Im Kapitel ›Wohnen‹ wird unter anderem deutlich, dass deutsche Stararchitekten wie Ole Schieren in Shenzhen bauen dürfen, weil die Firmen und der Staat beim Wettbewerb um die besten Talente ein gemeinsames Interesse daran haben, dass es sich in der Stadt möglichst gut leben, arbeiten und wohnen lässt (vergleiche dazu https://www.google.de/search?source=univ&tbm=isch&q=ole+scheeren+shenzhen&sa=X&ved=2ahUKEwjd9vqQr_HyAhVLgP0HHRFnB6gQjJkEegQIBhAC&biw=1324&bih=913). „Denn Shenzhen steht nicht nur mit anderen chinesischen Städten in Konkurrenz, sondern spürt zunehmend auch international den Druck, attraktiv für möglichst viele verschiedene Menschen zu sein. Geld allein reicht nicht mehr aus, um Spitzenleute zu Tencent, Hawaii oder DJI zu locken. Andere Parameter sind wichtiger geworden. Am Ende bestimmen also die Kreativen und ihre komplexen Servicenetzwerke, wie Shenzhen aussieht. Sie sind die Treiber einer neuen Lebensqualität … Aus diesem Grund darf, wie im Kapitel ›Chillen‹ deutlich wird, in Shenzhen auch eine Subkultur wachsen, bei deren Exzessen hier schon eher ein Auge zugedrückt wird als in Peking, auch wenn es einmal politisch wird“ (Frank Sieren S. 403; vergleiche dazu https://www.google.de/search?source=univ&tbm=isch&q=Chillen+in++shenzhen&sa=X&ved=2ahUKEwj22b2TsfHyAhVWhP0HHR4iCxIQjJkEegQIBxAC&biw=1324&bih=913).

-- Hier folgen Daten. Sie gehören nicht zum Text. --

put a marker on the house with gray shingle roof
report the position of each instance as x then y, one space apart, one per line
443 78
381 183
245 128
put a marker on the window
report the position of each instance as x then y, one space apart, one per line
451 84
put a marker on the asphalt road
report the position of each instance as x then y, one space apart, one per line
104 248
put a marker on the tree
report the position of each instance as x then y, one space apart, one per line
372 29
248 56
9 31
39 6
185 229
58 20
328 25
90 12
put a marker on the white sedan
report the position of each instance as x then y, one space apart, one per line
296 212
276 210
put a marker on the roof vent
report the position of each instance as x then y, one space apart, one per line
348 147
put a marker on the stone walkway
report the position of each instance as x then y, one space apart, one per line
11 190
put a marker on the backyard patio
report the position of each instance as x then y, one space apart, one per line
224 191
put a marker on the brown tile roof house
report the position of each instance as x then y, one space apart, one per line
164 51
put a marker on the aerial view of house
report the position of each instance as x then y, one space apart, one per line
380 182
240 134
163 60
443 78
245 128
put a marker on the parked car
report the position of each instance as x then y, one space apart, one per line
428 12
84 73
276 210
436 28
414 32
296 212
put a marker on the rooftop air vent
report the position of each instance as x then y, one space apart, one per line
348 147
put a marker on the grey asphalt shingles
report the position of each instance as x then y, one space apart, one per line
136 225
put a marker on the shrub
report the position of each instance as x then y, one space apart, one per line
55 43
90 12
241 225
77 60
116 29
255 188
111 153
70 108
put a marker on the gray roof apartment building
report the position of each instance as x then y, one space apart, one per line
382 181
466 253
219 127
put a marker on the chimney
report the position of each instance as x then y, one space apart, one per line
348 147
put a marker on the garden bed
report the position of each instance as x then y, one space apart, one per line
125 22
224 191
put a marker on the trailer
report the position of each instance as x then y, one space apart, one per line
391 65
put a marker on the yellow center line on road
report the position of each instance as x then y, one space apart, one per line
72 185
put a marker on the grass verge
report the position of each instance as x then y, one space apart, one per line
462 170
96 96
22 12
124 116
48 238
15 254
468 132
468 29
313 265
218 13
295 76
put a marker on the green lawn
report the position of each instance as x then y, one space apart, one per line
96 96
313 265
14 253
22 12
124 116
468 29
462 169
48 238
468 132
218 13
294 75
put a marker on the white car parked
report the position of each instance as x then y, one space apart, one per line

Im Kapitel ›Bewegen‹ wird deutlich, dass die chinesische Autoindustrie durch die Kombination von 5G, autonomen Fahren und E-Autos unabhängig von der deutschen Automobilindustrie geworden sind. Die Spezialisten für autonomes Fahren erzählen gerne, dass Dong Mingzhu, die Gründerin von Gree Electric, dem größten Klimaanlagenhersteller der Welt, in Shenzhen verdächtigt worden ist, bei Rot über die Straße gegangen zu sein, obwohl sie gar nicht in der Stadt war. „Die Verkehrskameras konnten das Missverständnis schnell aufklären: Ein Bus mit ihrem Konterfei – eine Werbung für Gree Electric – hatte die Ampel passiert, während diese Rot für Fußgänger zeigte, und so das Gesichtserkennungssystem durcheinander gebracht. Das ›Verkehrsgehirn‹, wie die Shenzhener Polizei das System nennt, war von einem Bus mit seitlich aufgedruckter Werbung überlistet worden. Eine nette Anekdote für die Entwickler des autonomen Fahrens, die längst viel weiter denken. In der Welt des autonomen Fahrens soll es gar nicht mehr passieren, dass eine Straße leer ist und die Fußgängerampel trotzdem Rot zeigt. In ihrer Welt weiß die Ampel, wie weit entfernt ein herannahendes Auto ist; sie kann sofort und so lange auf Grün springen, bis es bei der Ampel angekommen ist“ (Frank Sieren S. 122 f.).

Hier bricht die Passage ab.